Komisi Nasional Anti-Kekerasan terhadap Perempuan (KOMNAS Perempuan) mengatakan data tahun 2015 menunjukkan ada 389 aturan perundang-undangan dan kebijakan di Indonesia yang bersifat diskriminatif terhadap perempuan dan kelompok minoritas lainnya.
Komisioner KOMNAS Perempuan Indraswari mengatakan saat ini ada berbagai kesalahan persepsi, yakni aturan selalu diartikan sebagai kemauan dari semua pihak, baik laki-laki maupun perempuan.
Padalah faktanya tidak begitu, dan lebih parah lagi, pelanggaran hak asasi perempuan selalu dianggap biasa, ujarnya dalam sebuah diskusi yang dilangsungkan oleh Komite Kerja Sama Antar Parlemen di gedung Dewan Perwakilan Rakyat, Kamis (26/5).
"Kebutuhan perempuan sedikit banyak kurang terakomodir dalam pembuatan aturan. Ada kecenderungan perempuan lebih menjadi obyek ketimbang subyek dalam pembuatan dan penegakan aturan," kata Indraswari.
"Sejumlah aturan daerah di Indonesia mengatur bagaimana perempuan mesti berkelakuan, berpakaian. Dalam pandangan sosial, aturan semacam ini mestinya menjadi kebiasaan saja atau norma, tidak perlu menjadi hukum resmi seperti aturan daerah."
Indraswari mengatakan aturan perundang-undangan yang berdasarkan prinsip kesetaraan gender seharusnya memuat pasal-pasal yang menjamin hak asasi manusia dan keadilan bagi laki-laki dan perempuan, dan tetap sejalan dengan peraturan yang lebih tinggi.
"Tujuan dan isi aturan itu tidak boleh saling bertentangan.Tidak boleh ada pasal yang mendiskriminasi, membatasi, atau mengganggu perempuan untuk menikmati hak asasi mereka.
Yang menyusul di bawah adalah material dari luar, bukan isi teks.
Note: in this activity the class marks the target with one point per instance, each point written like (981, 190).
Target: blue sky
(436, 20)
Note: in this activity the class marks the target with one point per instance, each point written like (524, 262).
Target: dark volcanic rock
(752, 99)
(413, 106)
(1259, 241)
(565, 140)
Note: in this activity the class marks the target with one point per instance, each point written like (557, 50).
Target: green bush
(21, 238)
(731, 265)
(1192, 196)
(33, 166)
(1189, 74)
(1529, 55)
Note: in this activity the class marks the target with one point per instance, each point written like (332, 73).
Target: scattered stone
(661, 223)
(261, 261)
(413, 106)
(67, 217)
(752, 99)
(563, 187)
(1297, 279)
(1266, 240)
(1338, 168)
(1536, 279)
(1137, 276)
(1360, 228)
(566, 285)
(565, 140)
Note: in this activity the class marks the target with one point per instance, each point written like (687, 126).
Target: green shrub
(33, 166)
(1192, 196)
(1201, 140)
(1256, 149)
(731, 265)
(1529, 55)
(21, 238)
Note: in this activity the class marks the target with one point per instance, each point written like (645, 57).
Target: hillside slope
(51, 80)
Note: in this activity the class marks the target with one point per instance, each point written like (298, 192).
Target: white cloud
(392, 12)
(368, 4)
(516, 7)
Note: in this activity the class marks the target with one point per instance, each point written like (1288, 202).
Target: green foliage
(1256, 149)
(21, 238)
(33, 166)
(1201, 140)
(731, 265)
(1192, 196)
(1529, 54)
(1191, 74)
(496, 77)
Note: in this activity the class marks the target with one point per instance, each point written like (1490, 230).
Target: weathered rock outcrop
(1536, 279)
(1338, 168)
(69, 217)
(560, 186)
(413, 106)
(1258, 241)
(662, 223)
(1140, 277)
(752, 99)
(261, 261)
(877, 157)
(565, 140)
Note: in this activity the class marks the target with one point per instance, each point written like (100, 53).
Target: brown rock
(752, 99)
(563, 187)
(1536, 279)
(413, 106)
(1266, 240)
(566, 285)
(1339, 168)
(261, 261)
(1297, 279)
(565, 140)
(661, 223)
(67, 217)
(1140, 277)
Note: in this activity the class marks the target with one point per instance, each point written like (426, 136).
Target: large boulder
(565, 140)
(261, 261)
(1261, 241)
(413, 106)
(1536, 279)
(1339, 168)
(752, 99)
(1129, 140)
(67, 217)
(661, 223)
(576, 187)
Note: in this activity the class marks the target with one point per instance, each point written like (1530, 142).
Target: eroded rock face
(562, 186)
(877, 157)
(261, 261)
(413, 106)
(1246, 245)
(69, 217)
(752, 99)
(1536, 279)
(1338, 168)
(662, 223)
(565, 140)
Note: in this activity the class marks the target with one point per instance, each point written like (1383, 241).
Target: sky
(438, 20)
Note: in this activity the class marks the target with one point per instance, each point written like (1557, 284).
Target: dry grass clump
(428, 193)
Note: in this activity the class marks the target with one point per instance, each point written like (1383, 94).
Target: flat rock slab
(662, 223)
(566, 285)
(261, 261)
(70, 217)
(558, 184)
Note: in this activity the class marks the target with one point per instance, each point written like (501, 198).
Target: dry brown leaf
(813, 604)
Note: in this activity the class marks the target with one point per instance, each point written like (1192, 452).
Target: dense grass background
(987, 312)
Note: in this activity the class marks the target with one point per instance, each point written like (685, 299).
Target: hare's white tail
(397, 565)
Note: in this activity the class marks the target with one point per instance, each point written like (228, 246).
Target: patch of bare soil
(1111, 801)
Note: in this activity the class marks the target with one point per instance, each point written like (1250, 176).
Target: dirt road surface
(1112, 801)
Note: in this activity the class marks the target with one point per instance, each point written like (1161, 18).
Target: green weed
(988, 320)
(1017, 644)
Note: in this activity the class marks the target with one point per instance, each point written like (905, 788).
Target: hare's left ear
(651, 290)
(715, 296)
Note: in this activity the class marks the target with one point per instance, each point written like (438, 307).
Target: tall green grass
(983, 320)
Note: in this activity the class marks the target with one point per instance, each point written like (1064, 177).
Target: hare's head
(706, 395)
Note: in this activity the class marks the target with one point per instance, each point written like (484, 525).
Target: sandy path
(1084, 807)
Juga tidak boleh ada pasal yang mengkriminalisasikan perempuan yang menjadi korban kekerasan, termasuk kekerasan seksual," ujarnya.
Indraswari menggarisbawahi bahwa yang paling utama adalah tidak boleh ada pasal yang menempatkan kekerasan seksual terhadap perempuan sebagai isu moral, karena ini adalah soal kejahatan dan pelakunya mesti dihukum.
Hal senada disampaikan seorang komisioner KOMNAS HAM Roichatul Aswidah, yang mengatakan bahwa banyak provinsi mengeluarkan aturan lokal yang sebagian diantaranya bersifat diskriminatif.
"Hukum-hukum ini membatasi hak-hak perempuan dalam kehidupan sosial, mewajibkan pakaian khusus perempuan, membatasi kebebasan perempuan," katanya.
Eva Kusuma Sundari, anggota fraksi Partai Demokrasi Indonesia Perjuangan, menilai budaya hukum di Indonesia kelihatan segan dan menolak pelaksanaan perspektif kesetaraan gender, baik itu dalam perumusan aturan atau penegakan hukumnya.
Kentalnya budaya patriarki membuat masih banyak aturan yang bersifat diskriminatif terhadap perempuan, tambahnya.
"Kita benar-benar memiliki masalah serius dengan budaya karena budaya yang ada dan berpihak pada kaum lelaki sangat dominan dan telah mempengaruhi politisi, aparat penegak hukum dan lainnya. Jadi saya khawatir soal kualitas penegakan hukum di Indonesia bila politisi, penegak hukum, dan birokrat masih berpegang pada budaya pro lelaki ini," katanya.